If we asked you to list some groups that have kindness woven into their core mission, you might think of charities, church clubs or scout troops. We believe Bayfield High School should be on the list too—especially when “dude. be nice.” week rolls around each spring.
An organized focus on kindness at BHS began a few years ago when the Rachel’s Challenge program came to address the school and help start a Friends of Rachel (FOR) group. Named for Rachel Scott, the first student to die in the Columbine High School tragedy, Rachel’s Challenge aims to help make schools safer, more connected places where bullying and violence are replaced with kindness and respect.
The counselors in their matching outfits–including “dude. be nice.” t-shirts–ready for the big week!
At first, the FOR Club at BHS was relatively small. The acts of kindness the students came up with tended to be modest as well, such as putting encouraging notes on lockers and giving small gifts to teachers.
Several years later, the movement has taken off! Jen Leithauser, school counselor and advisor to the FOR Club, says the group is now 40-50 members large, and some of the activities are quite ambitious.
The FOR Club organizes “dude. be nice.” week at the end of April each year. Groups—from the entire club to the color teams (more on this in a later post) to groups within teams—design kindness activities. One team headed to the Evenings Porch assisted living facility to bake cookies with the residents. Another went across town to the elementary school to have lunch with students who need a little extra attention. One more group decided to show up at school very early to clean classrooms and surprise the janitors with some time to themselves.
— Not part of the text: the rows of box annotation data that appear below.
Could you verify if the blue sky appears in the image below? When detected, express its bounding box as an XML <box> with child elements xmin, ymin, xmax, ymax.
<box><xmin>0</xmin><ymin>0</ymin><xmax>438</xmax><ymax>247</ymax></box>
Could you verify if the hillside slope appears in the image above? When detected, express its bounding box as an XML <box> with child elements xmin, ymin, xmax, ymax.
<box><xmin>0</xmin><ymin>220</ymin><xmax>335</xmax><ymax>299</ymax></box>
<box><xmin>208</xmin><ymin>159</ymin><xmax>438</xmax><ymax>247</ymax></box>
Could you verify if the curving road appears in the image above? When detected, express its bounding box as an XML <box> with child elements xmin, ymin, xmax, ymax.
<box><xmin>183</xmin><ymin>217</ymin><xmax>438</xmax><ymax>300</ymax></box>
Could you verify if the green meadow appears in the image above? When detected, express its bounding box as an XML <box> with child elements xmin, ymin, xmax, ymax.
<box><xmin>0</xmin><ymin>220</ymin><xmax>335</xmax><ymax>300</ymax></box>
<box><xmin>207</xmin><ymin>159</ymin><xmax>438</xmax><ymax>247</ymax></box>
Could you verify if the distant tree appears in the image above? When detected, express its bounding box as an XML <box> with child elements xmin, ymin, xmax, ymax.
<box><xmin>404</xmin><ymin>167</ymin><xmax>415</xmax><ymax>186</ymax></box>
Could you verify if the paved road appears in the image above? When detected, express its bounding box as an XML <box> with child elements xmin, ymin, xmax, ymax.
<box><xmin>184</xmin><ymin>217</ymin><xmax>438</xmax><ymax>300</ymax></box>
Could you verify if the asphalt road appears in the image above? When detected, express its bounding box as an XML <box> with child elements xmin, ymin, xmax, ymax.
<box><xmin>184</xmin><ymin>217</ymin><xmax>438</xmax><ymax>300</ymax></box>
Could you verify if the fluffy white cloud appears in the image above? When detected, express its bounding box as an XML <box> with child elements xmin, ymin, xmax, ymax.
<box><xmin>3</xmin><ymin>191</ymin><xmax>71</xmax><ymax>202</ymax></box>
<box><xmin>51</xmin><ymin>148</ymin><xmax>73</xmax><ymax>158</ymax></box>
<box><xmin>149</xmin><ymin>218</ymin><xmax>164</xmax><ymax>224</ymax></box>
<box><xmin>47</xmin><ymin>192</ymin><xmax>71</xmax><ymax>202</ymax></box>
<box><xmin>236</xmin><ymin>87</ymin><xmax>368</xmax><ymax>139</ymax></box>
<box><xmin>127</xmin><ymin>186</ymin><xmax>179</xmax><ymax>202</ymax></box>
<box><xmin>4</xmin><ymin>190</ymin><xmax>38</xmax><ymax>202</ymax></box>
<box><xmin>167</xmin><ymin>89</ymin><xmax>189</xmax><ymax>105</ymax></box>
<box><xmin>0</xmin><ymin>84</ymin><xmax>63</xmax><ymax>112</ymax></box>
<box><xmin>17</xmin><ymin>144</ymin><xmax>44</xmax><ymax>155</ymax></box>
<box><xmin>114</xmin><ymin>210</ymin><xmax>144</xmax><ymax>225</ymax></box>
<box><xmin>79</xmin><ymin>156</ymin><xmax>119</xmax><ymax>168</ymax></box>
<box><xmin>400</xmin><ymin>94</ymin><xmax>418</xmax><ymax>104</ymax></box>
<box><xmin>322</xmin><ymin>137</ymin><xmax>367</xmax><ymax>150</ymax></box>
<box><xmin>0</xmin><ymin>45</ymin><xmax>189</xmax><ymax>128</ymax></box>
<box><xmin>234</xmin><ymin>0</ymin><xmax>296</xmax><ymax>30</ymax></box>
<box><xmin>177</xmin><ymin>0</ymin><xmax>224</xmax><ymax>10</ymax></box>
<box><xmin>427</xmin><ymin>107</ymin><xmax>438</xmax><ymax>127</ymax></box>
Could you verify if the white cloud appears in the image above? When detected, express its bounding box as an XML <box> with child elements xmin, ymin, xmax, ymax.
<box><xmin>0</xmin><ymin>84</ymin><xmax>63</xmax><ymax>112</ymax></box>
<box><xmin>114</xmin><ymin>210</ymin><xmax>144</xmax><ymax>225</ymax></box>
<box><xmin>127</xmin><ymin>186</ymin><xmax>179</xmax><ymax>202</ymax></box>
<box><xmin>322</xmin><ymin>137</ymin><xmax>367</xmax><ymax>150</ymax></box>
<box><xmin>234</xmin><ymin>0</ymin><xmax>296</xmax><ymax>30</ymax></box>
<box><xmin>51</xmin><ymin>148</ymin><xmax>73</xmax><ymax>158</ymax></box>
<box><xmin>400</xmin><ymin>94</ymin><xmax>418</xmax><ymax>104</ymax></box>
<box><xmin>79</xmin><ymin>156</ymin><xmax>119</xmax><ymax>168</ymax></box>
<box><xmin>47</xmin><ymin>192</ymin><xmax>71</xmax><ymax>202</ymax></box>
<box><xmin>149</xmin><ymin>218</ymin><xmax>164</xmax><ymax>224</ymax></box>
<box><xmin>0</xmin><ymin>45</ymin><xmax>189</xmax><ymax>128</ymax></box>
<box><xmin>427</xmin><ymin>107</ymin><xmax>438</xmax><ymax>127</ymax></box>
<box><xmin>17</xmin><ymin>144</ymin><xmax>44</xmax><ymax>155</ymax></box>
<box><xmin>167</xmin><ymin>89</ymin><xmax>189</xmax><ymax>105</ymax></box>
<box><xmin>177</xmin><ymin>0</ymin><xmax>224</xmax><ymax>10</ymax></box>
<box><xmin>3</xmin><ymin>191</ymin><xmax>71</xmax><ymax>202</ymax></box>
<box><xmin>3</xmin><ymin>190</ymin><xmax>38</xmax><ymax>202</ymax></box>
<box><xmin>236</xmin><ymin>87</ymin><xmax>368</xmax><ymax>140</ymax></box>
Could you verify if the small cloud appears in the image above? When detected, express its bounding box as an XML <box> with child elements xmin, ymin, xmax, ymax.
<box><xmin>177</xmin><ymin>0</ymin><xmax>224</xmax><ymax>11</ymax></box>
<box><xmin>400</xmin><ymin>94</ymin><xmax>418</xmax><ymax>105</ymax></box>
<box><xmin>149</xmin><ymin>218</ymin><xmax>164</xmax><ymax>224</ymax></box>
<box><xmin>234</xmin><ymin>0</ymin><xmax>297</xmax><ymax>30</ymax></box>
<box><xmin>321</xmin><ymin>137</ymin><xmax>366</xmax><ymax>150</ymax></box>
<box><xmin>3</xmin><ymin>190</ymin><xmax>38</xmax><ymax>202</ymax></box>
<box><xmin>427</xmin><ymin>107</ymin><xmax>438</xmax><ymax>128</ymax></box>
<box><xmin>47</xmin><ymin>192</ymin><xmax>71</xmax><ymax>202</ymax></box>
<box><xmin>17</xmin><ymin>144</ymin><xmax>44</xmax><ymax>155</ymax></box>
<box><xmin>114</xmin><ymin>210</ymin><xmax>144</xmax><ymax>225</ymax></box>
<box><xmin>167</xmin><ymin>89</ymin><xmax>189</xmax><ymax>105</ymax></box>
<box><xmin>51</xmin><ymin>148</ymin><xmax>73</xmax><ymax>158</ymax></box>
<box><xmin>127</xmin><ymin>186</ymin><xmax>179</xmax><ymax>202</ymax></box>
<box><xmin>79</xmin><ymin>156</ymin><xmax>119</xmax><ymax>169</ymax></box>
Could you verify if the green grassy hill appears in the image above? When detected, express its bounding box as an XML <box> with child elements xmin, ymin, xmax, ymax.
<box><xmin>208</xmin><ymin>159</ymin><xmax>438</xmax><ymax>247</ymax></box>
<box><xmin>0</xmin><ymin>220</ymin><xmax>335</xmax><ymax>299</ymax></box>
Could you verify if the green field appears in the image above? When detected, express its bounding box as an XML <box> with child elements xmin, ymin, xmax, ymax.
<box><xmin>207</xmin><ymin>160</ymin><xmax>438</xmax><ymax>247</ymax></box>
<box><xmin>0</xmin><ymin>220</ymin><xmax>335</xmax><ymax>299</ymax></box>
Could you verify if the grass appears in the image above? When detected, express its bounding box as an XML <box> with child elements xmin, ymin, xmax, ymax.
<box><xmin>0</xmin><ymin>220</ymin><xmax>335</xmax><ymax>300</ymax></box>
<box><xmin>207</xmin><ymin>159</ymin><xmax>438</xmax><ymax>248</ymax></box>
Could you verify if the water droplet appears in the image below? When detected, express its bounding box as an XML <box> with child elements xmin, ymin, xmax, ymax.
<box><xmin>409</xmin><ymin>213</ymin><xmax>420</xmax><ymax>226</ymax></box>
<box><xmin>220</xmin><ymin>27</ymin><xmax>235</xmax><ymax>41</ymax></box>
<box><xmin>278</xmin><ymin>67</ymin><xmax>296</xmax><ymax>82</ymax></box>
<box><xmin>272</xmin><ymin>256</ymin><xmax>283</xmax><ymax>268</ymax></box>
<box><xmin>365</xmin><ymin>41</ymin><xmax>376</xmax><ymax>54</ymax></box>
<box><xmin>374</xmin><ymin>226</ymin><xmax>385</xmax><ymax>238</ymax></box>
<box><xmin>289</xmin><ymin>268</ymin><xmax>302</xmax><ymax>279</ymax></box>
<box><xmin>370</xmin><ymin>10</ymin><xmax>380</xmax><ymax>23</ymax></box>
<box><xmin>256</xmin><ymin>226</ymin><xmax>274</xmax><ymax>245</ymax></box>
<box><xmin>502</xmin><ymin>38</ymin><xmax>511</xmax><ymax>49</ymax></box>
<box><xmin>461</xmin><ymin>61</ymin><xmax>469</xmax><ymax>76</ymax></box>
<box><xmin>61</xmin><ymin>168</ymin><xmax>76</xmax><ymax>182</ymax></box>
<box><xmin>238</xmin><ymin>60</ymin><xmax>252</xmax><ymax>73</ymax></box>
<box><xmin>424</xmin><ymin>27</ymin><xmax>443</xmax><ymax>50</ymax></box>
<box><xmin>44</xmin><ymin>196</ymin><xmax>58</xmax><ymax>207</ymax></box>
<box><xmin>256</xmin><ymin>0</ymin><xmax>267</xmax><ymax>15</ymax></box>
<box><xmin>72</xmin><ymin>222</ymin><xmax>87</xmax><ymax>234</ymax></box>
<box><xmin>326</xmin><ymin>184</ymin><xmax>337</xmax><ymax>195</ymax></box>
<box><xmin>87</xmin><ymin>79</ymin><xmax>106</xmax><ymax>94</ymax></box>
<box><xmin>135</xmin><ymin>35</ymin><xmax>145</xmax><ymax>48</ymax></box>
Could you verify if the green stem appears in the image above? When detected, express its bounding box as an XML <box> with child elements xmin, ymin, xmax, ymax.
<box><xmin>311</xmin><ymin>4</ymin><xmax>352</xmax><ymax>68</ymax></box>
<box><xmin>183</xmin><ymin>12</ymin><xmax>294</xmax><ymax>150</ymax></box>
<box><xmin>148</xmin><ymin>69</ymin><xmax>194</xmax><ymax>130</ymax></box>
The week kicked off with an assembly featuring student speakers and a round of “kindness karaoke” that even Ms. Leithauser wasn’t sure the kids could pull off. After that kind of beginning, where does kindness stop at BHS? Apparently, it doesn’t. Members of the FOR Club do little things throughout the year. In the fall, for instance, the entire school took a trip to see the movie, Wonder (tickets partly funded by the BEF) and wrote essays and mottos to capture their thoughts.
About her role as advisor, Ms. Leithauser says, “This is my favorite thing. I really do think it makes a difference.” With a big smile she shares that a recent BHS grad and FOR Club leader contacted her to say she started a FOR Club at her college.
That’s the “kind of kind” that just might change the world.